A merge sort

Hello.

I can’t get this out of my mind, so I have to reply! :slight_smile:

First of all, I can’t argue that mergesort will run out of stack space, because the limit of AppleScript lists are 2^14 = ca. 16384 elements, which will be a boundary long before we run out of stack frames.

But you could improve the quicksort if you calculate the median, so that who’s best is really a question of the data. This is a big discussion in between users of the median of medians algorithm at the moment by the way.

(I believe Nigel calculates the median for quicksort in the thread with Arthur Knapp.)

But. twice the speed and no work, makes for an easy choice. Personally I’d choose it for the stable properties.

Thanks for sharing, together with Nigel’s CustomSort my dose of sorts is almost complete. :slight_smile:

I agree:

on sortAList:aList
	set anArray to current application's NSArray's arrayWithArray:aList
	return (anArray's sortedArrayUsingSelector:"compare:") as list
end sortAList:

:wink:

(Actually, the speed difference is considerably greater than that.)

It’s a pity that stable sorting isn’t directly accessible from AppleScriptObjC.

Hi DJ.

The qsort to which I was referring was the one I’d previously mentioned as having been written by Arthur Knapp and myself, which is a hybrid Quicksort/insertion sort with a single sweep of the insertion sort replacing the lower recursion levels of the Quicksort. While an insertion sort isn’t particularly efficient in itself, it’s absolutely brilliant when there’s not much sorting left to do ” such as after an incomplete Quicksort ” because then it doesn’t do much! The lower levels of a Quicksort, on the other hand, have to keep “dividing and conquering” ever smaller and more numerous subranges with very little actual sorting taking place by then. The hybrid is thus generally faster than a straight Quicksort and is faster with integers than my merge sort. Other methods which have been suggested for improving Quicksort involve using the best pivot value at each level without taking too much time to find out what that is, and/or by grouping all the values which are equal to the pivot so that they can all be eliminated together from the rest of the sort.

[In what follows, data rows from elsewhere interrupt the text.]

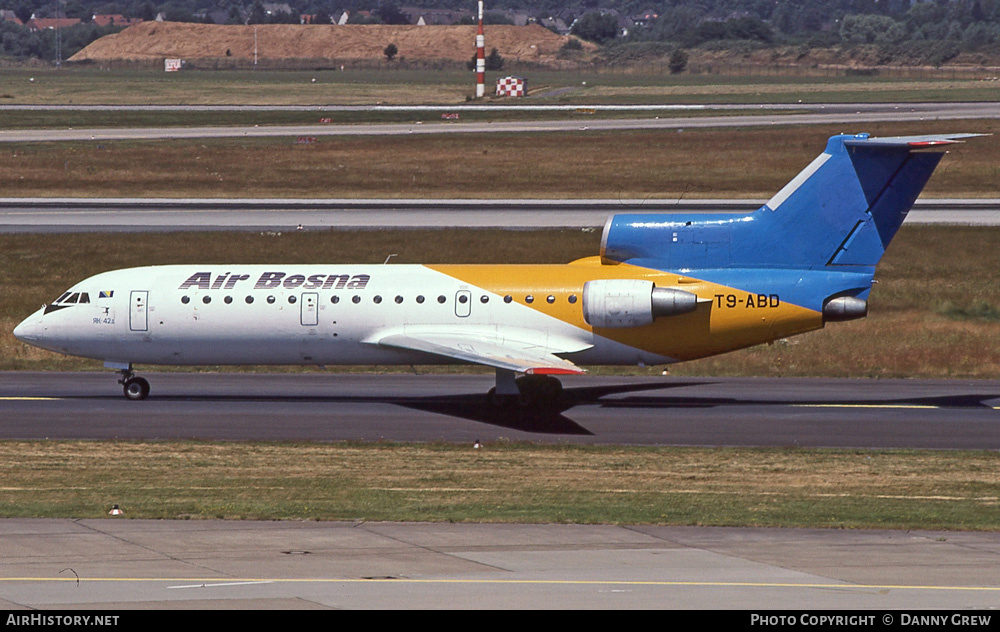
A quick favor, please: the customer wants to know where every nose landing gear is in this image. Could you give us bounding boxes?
[118,365,149,401]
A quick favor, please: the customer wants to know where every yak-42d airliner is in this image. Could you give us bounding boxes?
[14,134,978,405]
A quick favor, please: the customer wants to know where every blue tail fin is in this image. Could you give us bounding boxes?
[601,134,978,270]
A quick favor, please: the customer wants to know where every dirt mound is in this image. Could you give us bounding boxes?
[70,22,586,63]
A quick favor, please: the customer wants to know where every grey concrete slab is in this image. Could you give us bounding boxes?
[0,518,1000,611]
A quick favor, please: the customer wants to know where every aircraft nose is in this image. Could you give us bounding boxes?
[14,314,41,344]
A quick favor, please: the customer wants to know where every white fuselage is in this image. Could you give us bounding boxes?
[15,264,671,365]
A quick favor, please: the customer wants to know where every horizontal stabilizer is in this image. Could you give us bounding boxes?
[844,134,989,149]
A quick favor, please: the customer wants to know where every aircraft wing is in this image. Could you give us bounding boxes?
[369,328,593,374]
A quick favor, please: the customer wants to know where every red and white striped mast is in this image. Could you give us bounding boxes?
[476,0,486,99]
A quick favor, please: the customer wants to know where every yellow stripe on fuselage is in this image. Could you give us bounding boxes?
[427,257,823,360]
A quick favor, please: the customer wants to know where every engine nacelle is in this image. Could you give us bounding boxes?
[583,279,698,329]
[823,296,868,323]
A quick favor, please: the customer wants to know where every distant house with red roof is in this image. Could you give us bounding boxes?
[90,13,143,26]
[25,18,80,31]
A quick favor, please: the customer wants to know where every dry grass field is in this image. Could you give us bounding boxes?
[0,441,1000,530]
[0,121,1000,199]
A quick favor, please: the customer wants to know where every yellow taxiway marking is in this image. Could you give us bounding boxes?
[0,577,1000,593]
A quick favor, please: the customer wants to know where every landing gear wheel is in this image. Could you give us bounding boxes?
[517,375,562,406]
[122,377,149,401]
[486,388,517,410]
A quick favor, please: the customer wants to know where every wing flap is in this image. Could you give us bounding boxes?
[370,330,593,375]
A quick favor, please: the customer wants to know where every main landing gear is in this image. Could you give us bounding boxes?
[118,365,149,401]
[486,369,562,408]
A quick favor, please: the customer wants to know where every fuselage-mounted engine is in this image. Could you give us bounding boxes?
[583,279,698,328]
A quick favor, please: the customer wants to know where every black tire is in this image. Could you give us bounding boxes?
[122,377,149,401]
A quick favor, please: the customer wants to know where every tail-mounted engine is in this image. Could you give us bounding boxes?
[583,279,698,328]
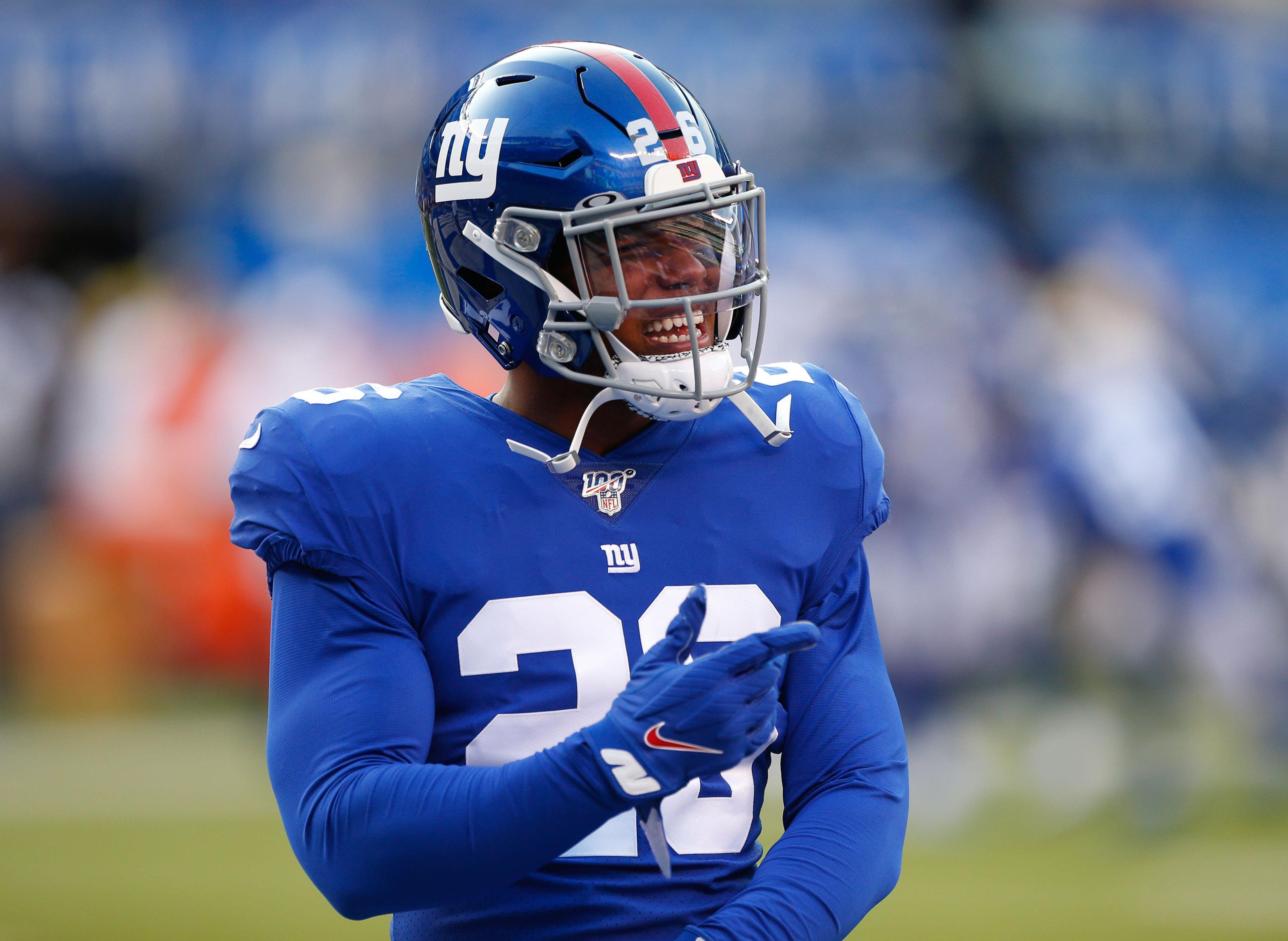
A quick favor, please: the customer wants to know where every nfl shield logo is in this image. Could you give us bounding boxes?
[581,468,635,515]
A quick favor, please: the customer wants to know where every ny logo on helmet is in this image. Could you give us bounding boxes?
[434,117,510,202]
[581,468,635,515]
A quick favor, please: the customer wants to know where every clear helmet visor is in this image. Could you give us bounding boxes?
[578,202,756,321]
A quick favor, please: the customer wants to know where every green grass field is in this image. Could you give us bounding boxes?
[0,722,1288,941]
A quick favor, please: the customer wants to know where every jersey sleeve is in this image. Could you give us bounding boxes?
[228,407,388,593]
[681,547,908,941]
[801,365,890,608]
[827,377,890,539]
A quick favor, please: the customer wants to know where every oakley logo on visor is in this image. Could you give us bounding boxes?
[434,117,510,202]
[644,722,724,755]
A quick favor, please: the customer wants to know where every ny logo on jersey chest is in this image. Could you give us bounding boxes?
[599,543,640,575]
[581,468,635,515]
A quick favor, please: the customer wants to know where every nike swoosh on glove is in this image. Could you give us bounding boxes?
[582,585,819,803]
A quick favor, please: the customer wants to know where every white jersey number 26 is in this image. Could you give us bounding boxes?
[456,585,782,856]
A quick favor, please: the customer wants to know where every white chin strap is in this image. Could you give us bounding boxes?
[505,348,792,475]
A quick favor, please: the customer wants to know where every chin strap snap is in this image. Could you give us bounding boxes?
[505,389,616,475]
[729,392,792,447]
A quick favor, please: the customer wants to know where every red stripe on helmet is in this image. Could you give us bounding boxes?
[549,43,690,160]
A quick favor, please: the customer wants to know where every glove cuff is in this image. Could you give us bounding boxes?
[581,717,675,804]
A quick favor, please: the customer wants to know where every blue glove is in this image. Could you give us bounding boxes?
[582,585,819,803]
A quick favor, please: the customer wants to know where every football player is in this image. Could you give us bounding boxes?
[230,43,907,941]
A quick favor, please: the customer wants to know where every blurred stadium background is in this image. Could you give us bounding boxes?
[0,0,1288,941]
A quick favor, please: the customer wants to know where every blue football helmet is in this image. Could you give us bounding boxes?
[416,43,791,473]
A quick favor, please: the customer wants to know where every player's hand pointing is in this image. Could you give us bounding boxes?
[585,585,819,799]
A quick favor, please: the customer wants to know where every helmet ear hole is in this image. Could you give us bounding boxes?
[456,265,505,308]
[716,302,751,340]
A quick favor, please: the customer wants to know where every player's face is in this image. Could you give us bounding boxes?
[581,213,741,356]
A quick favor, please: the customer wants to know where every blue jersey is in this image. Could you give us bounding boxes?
[230,363,907,941]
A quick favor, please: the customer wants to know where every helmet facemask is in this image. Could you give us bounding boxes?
[465,166,790,473]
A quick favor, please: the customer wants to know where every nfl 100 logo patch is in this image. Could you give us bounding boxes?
[581,468,635,515]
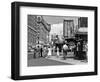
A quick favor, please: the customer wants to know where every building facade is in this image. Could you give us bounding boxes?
[27,15,50,50]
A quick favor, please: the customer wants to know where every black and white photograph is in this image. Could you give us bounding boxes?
[27,14,88,67]
[11,2,97,79]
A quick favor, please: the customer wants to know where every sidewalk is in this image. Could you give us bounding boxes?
[47,56,88,65]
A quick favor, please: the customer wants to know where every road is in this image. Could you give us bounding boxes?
[28,58,71,66]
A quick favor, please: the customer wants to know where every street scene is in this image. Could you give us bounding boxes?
[27,14,88,67]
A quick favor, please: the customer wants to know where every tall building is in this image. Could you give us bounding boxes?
[28,15,50,49]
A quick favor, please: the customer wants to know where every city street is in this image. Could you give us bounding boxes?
[28,58,71,66]
[28,54,87,66]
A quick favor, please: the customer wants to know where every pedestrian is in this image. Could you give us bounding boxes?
[63,40,68,60]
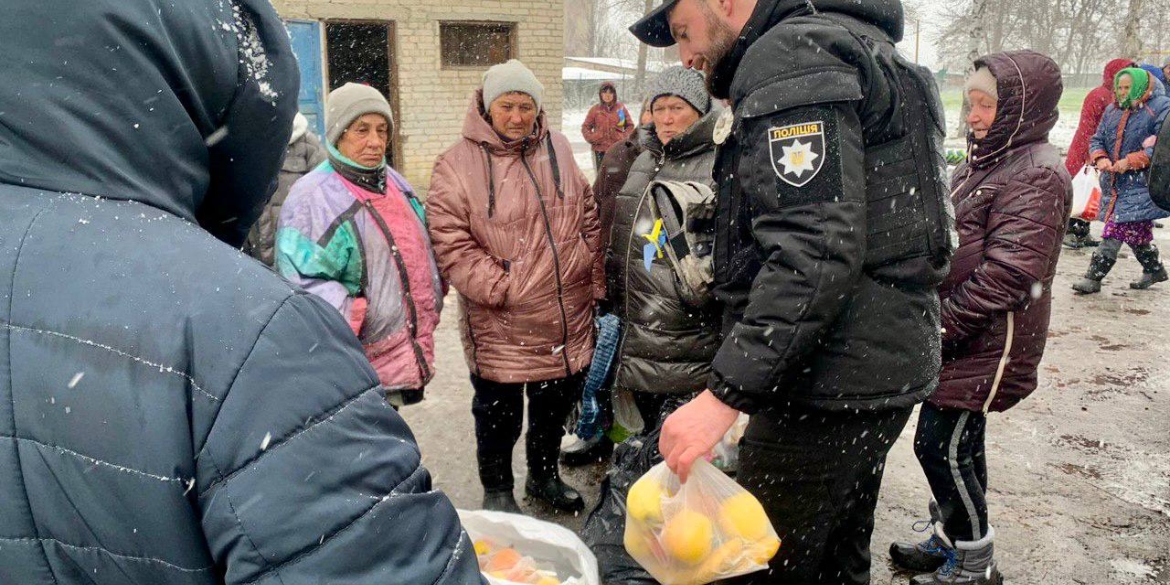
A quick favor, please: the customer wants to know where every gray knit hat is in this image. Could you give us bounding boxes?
[483,59,544,111]
[646,66,711,116]
[325,83,394,146]
[964,67,999,101]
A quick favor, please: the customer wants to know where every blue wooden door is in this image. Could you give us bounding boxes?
[284,20,325,137]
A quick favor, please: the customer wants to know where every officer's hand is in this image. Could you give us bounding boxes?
[659,390,739,483]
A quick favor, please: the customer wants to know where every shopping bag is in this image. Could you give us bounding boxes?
[1071,166,1101,221]
[459,510,601,585]
[581,394,691,585]
[624,460,780,585]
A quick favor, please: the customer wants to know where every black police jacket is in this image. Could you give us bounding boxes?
[710,0,955,413]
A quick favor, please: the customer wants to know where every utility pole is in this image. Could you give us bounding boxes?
[634,0,654,101]
[914,19,922,64]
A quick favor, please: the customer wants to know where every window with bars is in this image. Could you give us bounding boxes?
[439,22,516,68]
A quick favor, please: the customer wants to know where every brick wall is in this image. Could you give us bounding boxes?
[273,0,565,191]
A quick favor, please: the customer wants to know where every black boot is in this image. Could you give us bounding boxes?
[524,470,585,512]
[483,489,524,514]
[1073,240,1121,295]
[1129,243,1170,290]
[910,528,1004,585]
[889,500,951,573]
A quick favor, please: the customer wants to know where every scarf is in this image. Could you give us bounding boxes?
[329,144,386,195]
[1113,67,1150,110]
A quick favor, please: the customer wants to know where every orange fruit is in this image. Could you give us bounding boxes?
[483,549,521,572]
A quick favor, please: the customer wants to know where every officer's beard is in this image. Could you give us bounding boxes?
[698,0,736,94]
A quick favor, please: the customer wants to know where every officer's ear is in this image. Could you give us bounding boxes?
[698,0,739,20]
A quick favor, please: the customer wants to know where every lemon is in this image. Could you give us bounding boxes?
[748,538,780,565]
[621,522,654,562]
[626,477,666,522]
[662,510,715,565]
[720,491,771,540]
[698,538,743,583]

While it’s possible to talk theoretically about the comparative speeds of sorts using "O"s and “worse-case scenarii”, that’s not enough in a high-level language like AppleScript. The way algorithms are implemented in the language of choice also has a tremendous effect on what is actually fast, as evidenced by the fact that my merge sort in post #1 sorts a list of 10,000 random integers in around 0.85 seconds (on my machine) whereas yours takes around 41.8 seconds. (The qsort just mentioned takes 0.66 seconds, a Shell sort implementation of mine takes 1.28 seconds, and my ternary heap sort takes 1.11 seconds.) There are also factors such as how long it takes to compare particular types of items in the language (strings usually take longer than integers, for example) and how long it takes to move them, which could influence whether an algorithm with fewer moves is faster or one with fewer comparisons. Then there’s the number of items to be sorted, the number of different values in relation to the number of items, how much sorting needs to be done, and so on. You can’t just say “Merge sort is the fastest sort. Here is one.”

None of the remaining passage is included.